A new five-part podcast, hears from both Indian and Pakistanis, discussing deeply rooted social issues that straddle both countries.

Drama Queen is produced and presented in Urdu and in Hindi by the BBC’s India-born journalist, Samrah Fatima. Published weekly on the BBC News Hindi and BBC News Urdu websites and YouTube channels, the series then will be available on request.  

Samrah said: “We all need to understand the root causes of anguish and hidden depression that many of us are silently dealing with every day.  As someone who believes in holding hands and listening to people when they need to be heard,  I hope this podcast can helps us share in other people’s challenges – and overcome ours.”

London-based Samrah is also the singer and songwriter of the series’ original song, Nazrein mila ke dekhein (Let’s look in the eye), which brings together and punctuates the conversations with its gentle tune and lyrics.  

The mixing and the soundtrack has been delivered by Saad Sultan in Pakistan, as a result of collaboration, via Zoom, between Samrah at the BBC’s London studios and Saad in a studio in Lahore. 

Samrah added: “It’s been 75 years since India and Pakistan became two separate countries. But the emotional and cultural issues, due to not sharing and dealing with pain alone, are still common on both sides of the border.  With Drama Queen, we have brought up these common issues – to introduce ourselves to each other with the idea of sharing and caring.”

Short versions will feature on the BBC News Hindi and BBC News Urdu social-media platforms.

In each of the half-hour episodes, Samrah talks to men and women who refuse to keep to themselves their dealings with societal challenges:

Episode 1: Are you sure your mother is okay?

Several studies across the world suggest that nearly half the stay-at-home mothers are struggling silently with depression. Lack of acknowledgement, support and emotional validation keeps affecting them for years.  Complaining is often not an option for a mother lest she is called a “drama queen”.  Have we, even as adults, ever asked if our mothers are struggling too? 

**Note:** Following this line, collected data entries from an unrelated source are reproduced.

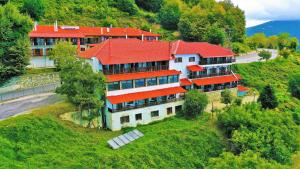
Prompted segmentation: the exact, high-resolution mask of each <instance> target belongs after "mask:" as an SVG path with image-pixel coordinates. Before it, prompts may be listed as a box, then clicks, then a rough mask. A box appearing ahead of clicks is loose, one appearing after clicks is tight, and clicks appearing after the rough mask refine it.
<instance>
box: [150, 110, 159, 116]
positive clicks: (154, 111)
mask: <svg viewBox="0 0 300 169" xmlns="http://www.w3.org/2000/svg"><path fill="white" fill-rule="evenodd" d="M158 116H159V112H158V110H156V111H152V112H151V117H158Z"/></svg>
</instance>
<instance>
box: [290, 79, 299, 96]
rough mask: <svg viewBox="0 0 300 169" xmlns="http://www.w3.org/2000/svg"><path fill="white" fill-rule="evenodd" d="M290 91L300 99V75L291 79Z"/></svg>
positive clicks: (295, 95)
mask: <svg viewBox="0 0 300 169" xmlns="http://www.w3.org/2000/svg"><path fill="white" fill-rule="evenodd" d="M289 91H290V92H291V94H292V96H293V97H296V98H298V99H300V74H298V75H295V76H293V77H292V78H290V80H289Z"/></svg>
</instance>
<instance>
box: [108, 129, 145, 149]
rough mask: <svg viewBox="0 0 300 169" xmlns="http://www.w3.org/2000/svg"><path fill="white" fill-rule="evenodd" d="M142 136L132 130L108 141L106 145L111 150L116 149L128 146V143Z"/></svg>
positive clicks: (136, 131)
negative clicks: (107, 143) (127, 144)
mask: <svg viewBox="0 0 300 169" xmlns="http://www.w3.org/2000/svg"><path fill="white" fill-rule="evenodd" d="M142 136H144V134H143V133H141V132H140V131H138V130H133V131H130V132H128V133H125V134H123V135H120V136H118V137H115V138H113V139H110V140H108V141H107V143H108V145H109V146H110V147H111V148H112V149H114V150H115V149H118V148H120V147H122V146H124V145H126V144H129V143H130V142H132V141H134V140H136V139H138V138H140V137H142Z"/></svg>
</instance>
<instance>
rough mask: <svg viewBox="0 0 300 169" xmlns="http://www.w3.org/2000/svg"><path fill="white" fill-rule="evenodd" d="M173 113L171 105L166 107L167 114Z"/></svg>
mask: <svg viewBox="0 0 300 169" xmlns="http://www.w3.org/2000/svg"><path fill="white" fill-rule="evenodd" d="M170 114H173V109H172V107H168V108H167V115H170Z"/></svg>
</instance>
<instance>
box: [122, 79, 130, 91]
mask: <svg viewBox="0 0 300 169" xmlns="http://www.w3.org/2000/svg"><path fill="white" fill-rule="evenodd" d="M121 85H122V89H131V88H133V86H132V80H126V81H122V82H121Z"/></svg>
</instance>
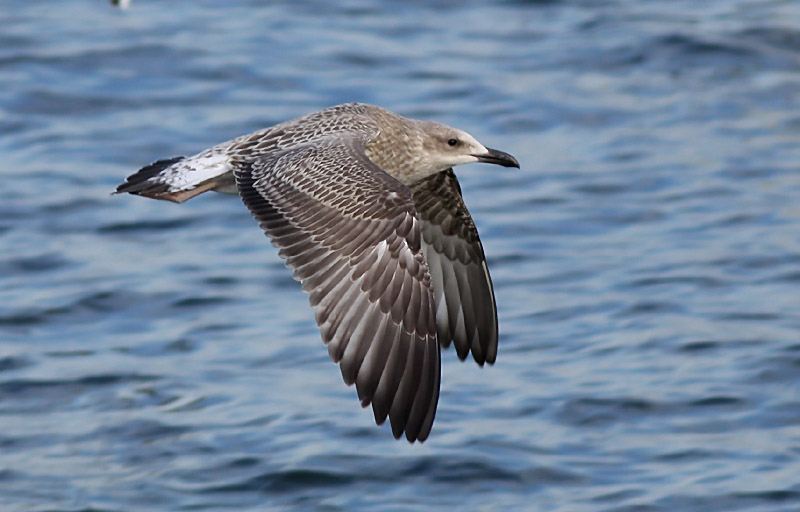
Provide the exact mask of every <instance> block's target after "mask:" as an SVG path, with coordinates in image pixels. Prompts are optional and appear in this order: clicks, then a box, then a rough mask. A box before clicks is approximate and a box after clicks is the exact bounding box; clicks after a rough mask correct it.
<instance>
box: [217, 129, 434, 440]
mask: <svg viewBox="0 0 800 512" xmlns="http://www.w3.org/2000/svg"><path fill="white" fill-rule="evenodd" d="M363 146H364V138H363V137H362V136H361V135H359V134H357V133H354V134H352V135H349V134H342V133H341V132H340V133H339V134H337V135H336V136H335V137H332V136H328V137H321V138H319V139H317V140H315V141H312V142H307V143H305V144H302V145H298V146H295V147H292V148H288V149H284V150H278V151H274V152H271V153H268V154H266V155H261V156H260V157H258V158H256V159H248V158H247V157H245V156H241V157H236V156H234V158H233V159H232V160H231V163H232V166H233V168H234V175H235V177H236V183H237V186H238V188H239V193H240V195H241V197H242V200H243V201H244V203H245V205H247V207H248V208H249V209H250V211H251V212H252V214H253V216H254V217H255V218H256V219H257V220H258V222H259V224H260V226H261V227H262V228H263V229H264V231H265V232H266V234H267V235H269V237H270V238H271V240H272V243H273V244H274V245H275V246H277V247H278V248H279V249H280V251H279V254H280V256H281V257H282V258H284V259H285V260H286V265H287V266H288V267H289V268H291V269H292V270H294V277H295V279H297V280H299V281H301V282H302V286H303V290H305V291H306V292H308V293H309V294H310V302H311V305H312V307H313V308H314V309H315V310H316V320H317V324H318V325H319V326H320V329H321V331H322V339H323V341H324V342H325V343H326V344H327V346H328V351H329V353H330V356H331V358H332V359H333V361H334V362H337V363H339V365H340V368H341V371H342V376H343V378H344V381H345V382H346V383H347V384H348V385H350V384H353V383H355V384H356V390H357V392H358V397H359V398H360V399H361V404H362V406H364V407H366V406H367V405H368V404H370V403H372V409H373V412H374V415H375V421H376V423H378V424H381V423H383V422H384V421H385V419H386V417H387V415H388V416H389V419H390V421H391V425H392V432H393V434H394V436H395V437H398V438H399V437H400V435H401V434H402V433H403V432H404V431H405V434H406V438H407V439H408V440H409V441H415V440H420V441H423V440H425V439H426V438H427V436H428V433H429V432H430V429H431V425H432V424H433V419H434V416H435V413H436V405H437V402H438V397H439V378H440V361H439V344H438V342H437V340H436V317H435V315H436V314H435V310H434V299H433V291H432V286H431V280H430V274H429V272H428V267H427V264H426V263H425V259H424V256H423V253H422V249H421V247H420V244H421V241H420V239H421V236H420V226H419V221H418V220H417V218H416V212H415V210H414V203H413V200H412V197H411V193H410V191H409V190H408V188H407V187H405V186H404V185H402V184H401V183H400V182H398V181H397V180H395V179H394V178H392V177H391V176H389V175H388V174H386V173H385V172H384V171H382V170H381V169H380V168H378V167H377V166H376V165H375V164H373V163H372V162H371V161H370V160H369V159H368V158H367V157H366V156H365V155H364V152H363ZM232 154H233V155H236V154H237V153H236V151H235V148H234V151H232Z"/></svg>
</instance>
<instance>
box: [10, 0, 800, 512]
mask: <svg viewBox="0 0 800 512" xmlns="http://www.w3.org/2000/svg"><path fill="white" fill-rule="evenodd" d="M2 11H3V12H2V15H0V19H2V24H1V26H2V28H0V78H1V79H2V84H3V85H2V87H0V153H1V154H2V158H1V159H0V178H2V186H0V510H3V511H6V510H8V511H44V510H47V511H78V510H97V511H99V510H103V511H129V510H136V511H167V510H212V511H223V510H239V511H244V510H247V511H249V510H253V511H255V510H326V511H336V510H340V511H408V510H416V511H430V510H442V511H444V510H482V511H489V510H493V511H506V510H531V511H565V512H584V511H647V512H650V511H698V512H706V511H726V512H727V511H770V512H772V511H797V510H800V460H799V459H800V173H799V172H798V167H799V166H800V143H799V142H800V138H799V137H798V133H799V131H800V110H798V105H799V104H800V29H798V27H800V3H798V2H795V1H793V0H786V1H755V0H750V1H746V0H704V1H702V2H698V1H688V0H686V1H667V0H663V1H647V2H645V1H634V0H607V1H603V2H594V1H588V0H584V1H581V0H571V1H570V0H563V1H513V2H512V1H507V2H494V3H489V2H477V1H469V0H462V1H459V2H446V1H441V2H397V3H394V2H366V1H356V0H353V1H348V2H314V1H293V2H258V1H255V0H249V1H245V0H237V1H226V2H222V1H211V0H201V1H196V2H155V1H148V0H138V1H137V0H133V2H132V5H131V7H130V8H129V9H128V10H125V11H122V10H119V9H115V8H113V7H111V5H109V4H108V3H107V2H104V1H100V0H95V1H88V0H85V1H77V0H76V1H70V2H30V1H22V0H5V1H4V2H3V5H2ZM345 101H365V102H370V103H376V104H379V105H383V106H385V107H388V108H390V109H392V110H395V111H397V112H400V113H402V114H405V115H408V116H411V117H417V118H423V119H430V120H437V121H441V122H445V123H448V124H452V125H454V126H458V127H460V128H463V129H465V130H467V131H469V132H471V133H473V134H474V135H475V136H476V137H477V138H478V139H479V140H481V141H483V142H485V143H486V144H487V145H490V146H492V147H497V148H500V149H503V150H506V151H508V152H510V153H512V154H514V155H515V156H516V157H517V158H518V159H519V161H520V162H521V163H522V169H521V170H520V171H517V170H507V169H502V168H497V167H492V166H485V165H484V166H481V165H472V166H466V167H462V168H461V169H460V177H461V182H462V187H463V190H464V194H465V196H466V200H467V203H468V204H469V206H470V208H471V210H472V212H473V215H474V217H475V220H476V222H477V224H478V227H479V229H480V230H481V235H482V237H483V240H484V245H485V247H486V252H487V256H488V260H489V267H490V269H491V271H492V275H493V277H494V281H495V286H496V292H497V300H498V306H499V317H500V327H501V340H500V352H499V356H498V360H497V363H496V364H495V365H494V366H493V367H487V368H483V369H480V368H478V367H477V366H476V365H474V364H472V363H469V362H467V363H461V362H459V361H458V360H457V358H456V357H455V354H454V353H453V351H452V350H450V351H448V352H447V353H444V354H443V378H442V394H441V399H440V404H439V412H438V416H437V421H436V424H435V425H434V429H433V432H432V435H431V437H430V439H429V440H428V441H427V442H426V443H424V444H423V445H419V444H415V445H409V444H408V443H406V442H404V441H402V442H398V441H394V440H393V439H392V436H391V432H390V431H389V430H388V428H387V427H386V426H384V427H382V428H377V427H375V426H374V425H373V422H372V417H371V416H372V415H371V413H370V412H369V411H363V410H361V409H360V408H359V406H358V402H357V400H356V398H355V391H354V390H353V389H350V388H347V387H346V386H345V385H344V384H342V382H341V377H340V375H339V371H338V370H337V369H336V367H335V366H334V365H332V364H331V363H330V361H329V360H328V355H327V351H326V350H325V348H324V346H323V345H322V343H321V342H320V339H319V334H318V331H317V329H316V327H315V326H314V322H313V313H312V312H311V310H310V309H309V308H308V307H307V298H306V297H305V296H304V295H303V294H302V293H301V292H300V291H299V287H298V286H297V284H296V283H295V282H294V281H293V280H292V279H291V277H290V275H289V272H288V271H286V269H285V268H284V267H283V265H282V263H281V261H280V260H279V258H278V257H277V254H276V251H275V250H274V249H273V248H272V247H271V246H270V244H269V243H268V242H267V240H266V239H265V238H264V235H263V234H262V232H261V230H260V229H259V228H258V227H257V226H256V224H255V223H254V222H253V220H252V219H251V217H250V215H249V214H248V213H247V212H246V210H245V208H244V207H243V206H242V204H241V202H240V201H238V200H237V199H236V198H235V197H230V196H220V195H215V194H206V195H204V196H202V197H199V198H197V199H194V200H192V201H190V202H188V203H186V204H183V205H175V204H171V203H164V202H156V201H152V200H147V199H143V198H138V197H132V196H124V197H122V196H117V197H110V196H109V192H110V191H111V190H113V188H114V186H116V185H117V184H118V183H119V182H120V180H121V179H123V178H124V177H125V176H126V175H128V174H129V173H131V172H132V171H135V170H136V169H138V168H139V167H140V166H141V165H143V164H146V163H148V162H150V161H152V160H154V159H157V158H162V157H169V156H173V155H180V154H187V153H188V154H191V153H194V152H196V151H198V150H200V149H203V148H205V147H208V146H210V145H212V144H214V143H217V142H220V141H222V140H226V139H228V138H232V137H234V136H236V135H239V134H242V133H245V132H248V131H251V130H254V129H257V128H260V127H263V126H267V125H270V124H273V123H276V122H279V121H283V120H285V119H289V118H292V117H296V116H298V115H301V114H305V113H307V112H310V111H314V110H318V109H321V108H324V107H326V106H330V105H333V104H336V103H341V102H345Z"/></svg>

Episode 2: I hate being a man

Masculinity is routinely associated with power, authority and control – but how do men cope with those expectations?  Samrah’s guests discuss the pressures, the responsibilities and the loneliness that are brought into men’s lives through the concepts of masculinity conventional in Asian societies.

Episode 3: Looking for a “good girl” to marry

Can a girl with ambitions and  successful professional career also be a “good homemaker”? Why are so many young professional women subjected to unfair judgement and why do such pressures force so many to choose “traditional”, “conventional” women’s careers.

Episode 4: “A divorced daughter is better than a dead one”

In India and Pakistan thousands of women suffering domestic abuse commit suicide every year. The fear of being stigmatised as a divorcee forces women in abusive marriages to continue suffering. Beneath all the layers, Samrah reveals the effects of this endured struggle on the mental health and wellbeing of the women who don’t get support – and discusses their options.

Episode 5: Boys in pink pyjamas

Samrah questions gender stereotypes and seeks explanations as to why it is important to raise children free from such preconceptions. She speaks to mums who are trying to do just that and who initiate conversations and workshops in schools.

Both language versions of Drama Queen will also be available on audio streaming platforms Spotify and Apple. In Hindi, the series will also be available via the digital audio platforms Gaana and JioSaavn, on Indian FM radio stations Misty (in Siliguri and Gangtok) and Tomato FM (in Kolhapur), via the JioChat and DailyHunt apps and the JioCinema streaming service.  The Urdu version also will be available via Patari, the audio streaming service.